The holidays are fast approaching and many already know what that means – “It’s the Most Wonderful Time of the Year!”
Although, if this isn’t the case for you, then hop aboard the not-so-jolly train.
Despite the otherwise joyous season, the “Holiday Blues” are a common problem among Americans and depression comes as your uninvited hick cousin Eddie and his family, imposing on your peace at Christmas setting up camp in their R.V. just outside in your front yard.
But don’t fret, just like the uninvited guests at Christmas, the holiday blues too, will eventually take a hike into an abyss that is, until next time when they spontaneously decide to show up again.
Like Seasonal Affective Disorder (SAD), your holiday blues are common and affect up to 20 percent of Americans each year.
The difference is SAD may extend on through the holidays until the winter season ends whereas the other will only be temporary usually ending when the last relative leaves to go back home after taking the hint that they’ve over stayed their welcome.
The two seasonal disorders should not be confused with actual depression which affects millions of Americans year round and is a far more serious disorder.
“I do have depression. I do have my moments where I’m overwhelmed. I believe many people do,” says Delta student Dustin Weyand who’s depression doesn’t typically get worse during the holidays but would agree that along with the financial burden of gift giving, looming final examinations, and keeping up with grades and assignments in class, the holidays can be overwhelming especially to someone already experiencing depressive episodes.
Whether you’ve got the “Christmas Blues” or suffer from SAD and you long for the warm sunny days of spring and summer, the good news is that the cold, gray skies only last for so long.
When does something temporary such as the “holiday blues” or SAD turn into something more serious?
Comparing the blues to a depressive disorder is like comparing a cold to pneumonia.
It’s important to know the facts and to be able to distinguish something considered as seasonal as pumpkin spice during the holidays and something more chronic as a malignant tumor.
Some may not be able to identify the difference and there are those who may consider them both to be one in the same.
“While it may not be as chronic as every second of the day,” Says Weyand about his personal battle with depression,
“It’s absolutely more than anyone would ever want. Although I suppose that, for some, it may not be the Holidays that are the causation of their depression, but an enabler thereby. I believe there’s an intrinsic desire to give and to show thought for another person, and during the holiday season that’s especially acute. But making that happen isn’t necessarily realistic.” Adds Weyand.
It’s a common myth the holidays spike the suicidal rate.
This is a misconception and a false truth, because April through August are the months with the highest rates of suicide, according to the University of Pennsylvania’s Annenberg Public Policy Center.
Chronic depression during the winter months can be fueled by the holidays adding extra stress and anxiety to an already overwhelming condition.
The Huffington Post reports millions of depressed Americans suffer from the added stresses of the holidays whether it be from grieving of loved ones who have passed on or simply overloading on Facebook activity time.
The winter/holiday season can be generally tough and emotionally draining especially for those who already suffer from bouts of depression. It’s important to realize that it’s more common than not and there is help for those who may be dealing with a severe case of depression.
Talk to your doctor if you are feeling sad for long periods of time. If your feelings of sadness during the holidays are accompanied by suicidal thoughts, do one of the following immediately:
- Call 911.
- You can call locally to the Crisis Intervention Center at (209) 468-8686
- Contact the National Suicide Prevention Lifeline at 1-800-273-TALK (1-800-273-8255).
‘When I feel stressed, anxious or beat down I don’t have the best coping styles. Sometimes, walking, socializing with friends, and escaping from environments prone to encouraging stress helps.
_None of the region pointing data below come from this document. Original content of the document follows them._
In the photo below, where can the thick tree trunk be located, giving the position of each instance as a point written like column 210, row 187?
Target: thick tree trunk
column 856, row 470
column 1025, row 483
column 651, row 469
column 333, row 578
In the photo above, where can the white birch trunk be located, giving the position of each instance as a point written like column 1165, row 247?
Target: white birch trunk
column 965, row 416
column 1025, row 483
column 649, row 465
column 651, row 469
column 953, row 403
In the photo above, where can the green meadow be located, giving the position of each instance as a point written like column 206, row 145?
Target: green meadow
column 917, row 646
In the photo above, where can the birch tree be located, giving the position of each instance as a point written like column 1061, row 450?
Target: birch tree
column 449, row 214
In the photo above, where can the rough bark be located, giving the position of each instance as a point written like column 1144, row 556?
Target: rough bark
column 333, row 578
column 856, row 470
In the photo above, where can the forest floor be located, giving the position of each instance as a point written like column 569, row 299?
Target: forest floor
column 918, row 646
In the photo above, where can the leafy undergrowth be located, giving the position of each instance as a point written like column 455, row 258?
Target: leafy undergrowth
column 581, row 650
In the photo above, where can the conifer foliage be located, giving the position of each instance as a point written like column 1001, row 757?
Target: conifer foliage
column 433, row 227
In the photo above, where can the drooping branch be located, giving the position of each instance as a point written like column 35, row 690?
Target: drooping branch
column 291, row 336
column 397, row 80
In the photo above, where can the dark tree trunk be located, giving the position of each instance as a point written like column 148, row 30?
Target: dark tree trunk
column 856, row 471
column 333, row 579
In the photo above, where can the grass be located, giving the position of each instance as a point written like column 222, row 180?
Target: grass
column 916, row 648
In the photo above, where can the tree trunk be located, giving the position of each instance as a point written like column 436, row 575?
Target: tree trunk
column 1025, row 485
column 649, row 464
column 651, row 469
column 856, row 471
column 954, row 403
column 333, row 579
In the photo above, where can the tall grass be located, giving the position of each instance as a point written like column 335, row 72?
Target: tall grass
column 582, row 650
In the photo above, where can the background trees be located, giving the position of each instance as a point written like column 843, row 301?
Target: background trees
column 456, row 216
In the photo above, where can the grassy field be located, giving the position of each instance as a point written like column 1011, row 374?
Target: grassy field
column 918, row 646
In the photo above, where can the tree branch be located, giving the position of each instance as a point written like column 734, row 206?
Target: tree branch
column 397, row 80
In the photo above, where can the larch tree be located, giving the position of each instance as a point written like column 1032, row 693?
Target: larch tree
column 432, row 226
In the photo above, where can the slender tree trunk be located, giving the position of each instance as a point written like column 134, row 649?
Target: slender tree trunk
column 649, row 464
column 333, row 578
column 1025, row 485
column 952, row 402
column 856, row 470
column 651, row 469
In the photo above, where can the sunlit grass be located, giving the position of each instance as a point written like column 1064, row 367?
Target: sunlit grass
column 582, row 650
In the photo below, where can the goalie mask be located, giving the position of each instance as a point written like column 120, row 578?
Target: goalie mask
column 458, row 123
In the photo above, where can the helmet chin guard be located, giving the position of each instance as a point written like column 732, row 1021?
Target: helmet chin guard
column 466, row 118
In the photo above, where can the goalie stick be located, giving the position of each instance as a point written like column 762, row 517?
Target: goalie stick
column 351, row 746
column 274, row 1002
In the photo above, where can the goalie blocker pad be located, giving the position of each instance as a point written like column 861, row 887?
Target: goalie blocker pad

Some methods of coping, some don’t work. It depends almost entirely on the context of the illness, much like treating a fever that’s been incubating for hours versus one that is just beginning,” said Weyand.
You can improve your mood by practicing self-care during the holidays.
Eat a healthy diet, and maintain a regular sleep pattern and exercise program.
According to the kept Primary Care Companion to the Journal of Clinical Psychiatry, as little as 30-minutes of cardiovascular exercise can provide an immediate mood boost similar to the effects of an antidepressant medication. Joining a support group where you talk to people with similar experiences to yours can also help.